Archive for May, 2009
Tuesday, May 26th, 2009
Legal and regulatory provisions affect debt for equity swaps throughout the transaction and subsequently, until lenders have disposed of their shareholdings. Firstly, there is the need to ensure that the transaction is structured in compliance with all local legal and regulatory provisions. In addition, lenders must ensure that they are not in breach of laws and regulations that apply to them as a result of them being:
- Substantial shareholders in a company.
- Financial institutions holding shares in a non-financial entity.
Laws and regulations relating to the shareholdings held by the lenders in general, and the banks in particular, include:
- Obligations under corporate legislation, or local stock exchange regulation, to disclose acquisitions and movements in shareholdings above a certain threshold.
- The need to comply with local insider dealing legislation.

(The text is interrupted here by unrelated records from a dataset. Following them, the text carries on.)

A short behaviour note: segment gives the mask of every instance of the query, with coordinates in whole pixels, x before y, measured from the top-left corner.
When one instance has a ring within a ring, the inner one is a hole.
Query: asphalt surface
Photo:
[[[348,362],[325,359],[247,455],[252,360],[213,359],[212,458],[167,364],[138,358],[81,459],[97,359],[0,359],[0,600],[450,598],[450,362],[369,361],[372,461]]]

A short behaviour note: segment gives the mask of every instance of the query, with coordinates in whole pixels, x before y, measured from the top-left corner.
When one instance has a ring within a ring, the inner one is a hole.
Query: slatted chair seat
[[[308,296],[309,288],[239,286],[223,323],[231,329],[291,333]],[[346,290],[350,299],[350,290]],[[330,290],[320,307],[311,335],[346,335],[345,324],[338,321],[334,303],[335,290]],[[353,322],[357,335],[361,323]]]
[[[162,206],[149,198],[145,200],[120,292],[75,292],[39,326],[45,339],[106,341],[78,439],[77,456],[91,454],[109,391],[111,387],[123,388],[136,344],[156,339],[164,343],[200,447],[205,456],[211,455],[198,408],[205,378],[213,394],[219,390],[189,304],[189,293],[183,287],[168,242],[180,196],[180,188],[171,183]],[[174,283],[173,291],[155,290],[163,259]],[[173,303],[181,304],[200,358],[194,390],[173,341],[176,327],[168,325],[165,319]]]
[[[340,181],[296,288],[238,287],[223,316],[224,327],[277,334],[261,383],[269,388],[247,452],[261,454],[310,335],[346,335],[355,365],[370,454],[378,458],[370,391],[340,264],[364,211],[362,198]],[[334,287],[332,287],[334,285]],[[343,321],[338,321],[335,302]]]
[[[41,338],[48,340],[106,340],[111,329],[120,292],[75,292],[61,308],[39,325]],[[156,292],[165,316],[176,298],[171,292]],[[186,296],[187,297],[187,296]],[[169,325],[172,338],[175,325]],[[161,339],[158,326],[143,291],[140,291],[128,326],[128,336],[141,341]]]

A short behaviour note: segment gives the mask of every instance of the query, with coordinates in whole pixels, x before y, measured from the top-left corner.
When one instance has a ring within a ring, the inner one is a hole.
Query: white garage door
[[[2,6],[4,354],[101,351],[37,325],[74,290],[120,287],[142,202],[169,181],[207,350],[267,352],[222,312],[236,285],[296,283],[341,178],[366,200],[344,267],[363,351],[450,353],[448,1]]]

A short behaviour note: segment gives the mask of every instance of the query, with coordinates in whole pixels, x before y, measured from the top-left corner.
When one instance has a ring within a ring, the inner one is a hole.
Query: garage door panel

- In certain circumstances, local and regional mergers regulation may be triggered as a result of the lenders acquiring a substantial shareholding in a company. Dispensation may need to be applied for.
- In some countries there are rules that restrict banks holding shares in non-bank companies. Dispensation is usually available if the shares are acquired to facilitate a rescue.
- Lenders may become a ‘connected party’ with the company and may, as a result, become subject to additional legal and regulatory provisions that govern their dealings with it.